#! /usr/local/bin/python2.3
### Train spambayes on messages in an MH mailbox, with spam identified
### by identical copies in other designated MH mailboxes.
###
### Run this from a cron job on your server.
"""Usage: %(program)s [OPTIONS] ...
Where OPTIONS is one or more of:
-h
show usage and exit
-d DBNAME
use the DBM store. A DBM file is larger than the pickle and
creating it is slower, but loading it is much faster,
especially for large word databases. Recommended for use with
hammiefilter or any procmail-based filter.
-D DBNAME
use the pickle store. A pickle is smaller and faster to create,
but much slower to load. Recommended for use with pop3proxy and
hammiesrv.
-e PATH
directory of all messages (both ham and spam).
-s PATH
directory of known spam messages to train on. These should be
duplicates of messages in the everything folder. Can be
specified more than once.
-f
force training, ignoring the trained header. Use this if you
need to rebuild your database from scratch.
-q
quiet mode; no output
"""
import mboxutils
import getopt
import hammie
import sys
import os
import re
import time
import filecmp
program = sys.argv[0]
loud = True
day = 24 * 60 * 60
# The following are in days
expire = 4 * 30
grouping = 2
def usage(code, msg=''):
"""Print usage message and sys.exit(code)."""
if msg:
print >> sys.stderr, msg
print >> sys.stderr
print >> sys.stderr, __doc__ % globals()
sys.exit(code)
def row(value, spamday, hamday, unsureday):
line = "%5d|" % value
for j in range(((expire) // grouping) - 1, -1, -1):
spamv = 0
hamv = 0
unsurev = 0
for k in range(j * grouping, (j + 1) * grouping):
try:
spamv += spamday[k]
hamv += hamday[k]
unsurev += unsureday[k]
except:
pass
spamv = spamv // grouping
hamv = hamv // grouping
unsurev = unsurev // grouping
# print "%d: %ds %dh %du" % (j, spamv, hamv, unsurev)
count = 0
char = ' '
if spamv >= value:
count += 1
char = 's'
if hamv >= value:
count += 1
if (char == ' ' or hamv < spamv):
char = 'h'
if unsurev >= value:
count += 1
if (char == ' ' or
(char == 's' and unsurev < spamv) or
(char == 'h' and unsurev < hamv)):
char = 'u'
if count > 1:
char = char.upper()
line += char
return line
def legend():
line = " " * 60
now = time.mktime(time.strptime(time.strftime("%d %b %Y"), "%d %b %Y"))

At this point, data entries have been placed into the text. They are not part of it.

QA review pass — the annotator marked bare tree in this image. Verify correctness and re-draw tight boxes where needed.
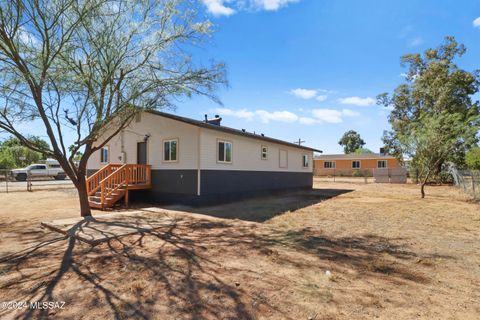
[0,0,225,216]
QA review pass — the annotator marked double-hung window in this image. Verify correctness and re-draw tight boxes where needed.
[217,140,232,163]
[262,146,268,160]
[323,161,335,169]
[377,160,387,168]
[100,146,109,163]
[163,139,178,162]
[302,154,308,168]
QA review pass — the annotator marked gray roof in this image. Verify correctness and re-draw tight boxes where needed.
[146,110,322,152]
[315,153,395,160]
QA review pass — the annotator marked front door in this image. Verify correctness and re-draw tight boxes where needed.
[137,142,147,164]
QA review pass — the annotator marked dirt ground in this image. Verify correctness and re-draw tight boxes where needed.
[0,181,480,320]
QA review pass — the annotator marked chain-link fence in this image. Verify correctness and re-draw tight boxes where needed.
[448,165,480,200]
[0,169,74,193]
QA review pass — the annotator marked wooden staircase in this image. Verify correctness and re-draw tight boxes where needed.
[87,164,152,210]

date = time.mktime(time.strptime(time.strftime("1 %b %Y"), "%d %b %Y"))
age = int(59 - ((now - date) // day // grouping))
if age >= 55:
line = line[:age] + time.strftime("| %b")
else:
line = line[:(age)] + "|" + line[(age+1):]
center = int((age + 59) // 2)
line = line[:center] + time.strftime("%b") + line[center+3:]
date = time.mktime(time.strptime(time.strftime("1 %b %Y", time.localtime(date - day * 2)), "%d %b %Y"))
newage = int(59 - ((now - date) // day // grouping))
while newage >= 0:
line = line[:newage] + "|" + line[newage+1:]
center = int((age + newage) // 2)
line = line[:center] + time.strftime("%b", time.localtime(date)) + line[center+3:]
age = newage
date = time.mktime(time.strptime(time.strftime("1 %b %Y", time.localtime(date - day * 2)), "%d %b %Y"))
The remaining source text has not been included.